Delgado abruptly resigned from WCAU on October 6, 2008. She and the station were named in a civil lawsuit by former anchor Vince DeMentri. DeMentri sued Delgado and NBC 10 for libel and slander.

DeMentri had left the station in July 2008, after alleged vandalism of Delgado's car. Police had been called to the station to investigate items allegedly missing from Delgado's desk and the keying of her car in the station's parking lot. The complaint named DeMentri, but he was not charged. DeMentri and Delgado had previously had a particularly close friendship which later soured.

She resigned the same day the suit was filed. Delgado and NBC-10 came to an undisclosed monetary settlement. DeMentri dropped his suit and his gender-bias complaint with the state Human Relations Commission. DeMentri alleged that he was fired based on an affair with Delgado.
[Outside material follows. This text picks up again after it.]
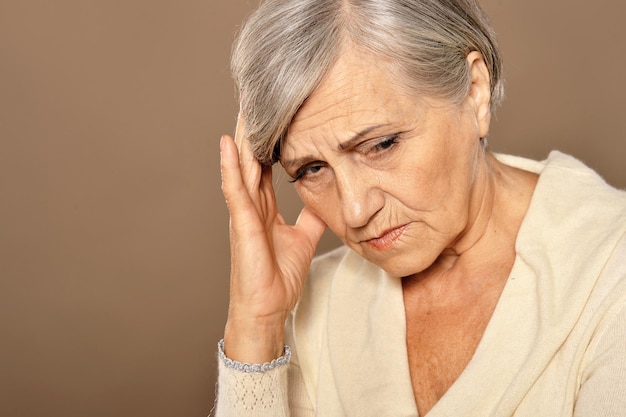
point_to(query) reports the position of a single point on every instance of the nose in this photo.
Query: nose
(359, 197)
In the DeMentri case, WCAU issued a statement saying, "WCAU has amicably resolved its differences with Vince DeMentri. As a native of Philadelphia, Vince has made a terrific contribution to the station over the last five years. We wish Vince continued success in his career and know that his future employer, whether in his hometown or city of his choice, will benefit greatly from his journalistic skills and dedication to his craft."

==Professional career==
Delgado graduated from Skidmore College with a bachelor's degree in Sociology. After that she started working as a news production assistant at WRGB in Niskayuna, New York and shortly began working as a reporter with Robinson Media in West Palm Beach, Florida. Prior to moving to Philadelphia, she worked at News 12 The Bronx as an anchor and reporter.

==Personal life==
Delgado grew up in Manhattan, NY and is married to lawyer Rich McNally. Before WCAU fired her, they lived in the Philadelphia area with their Yorkshire Terrier, Riley. After the firing, they returned to New York.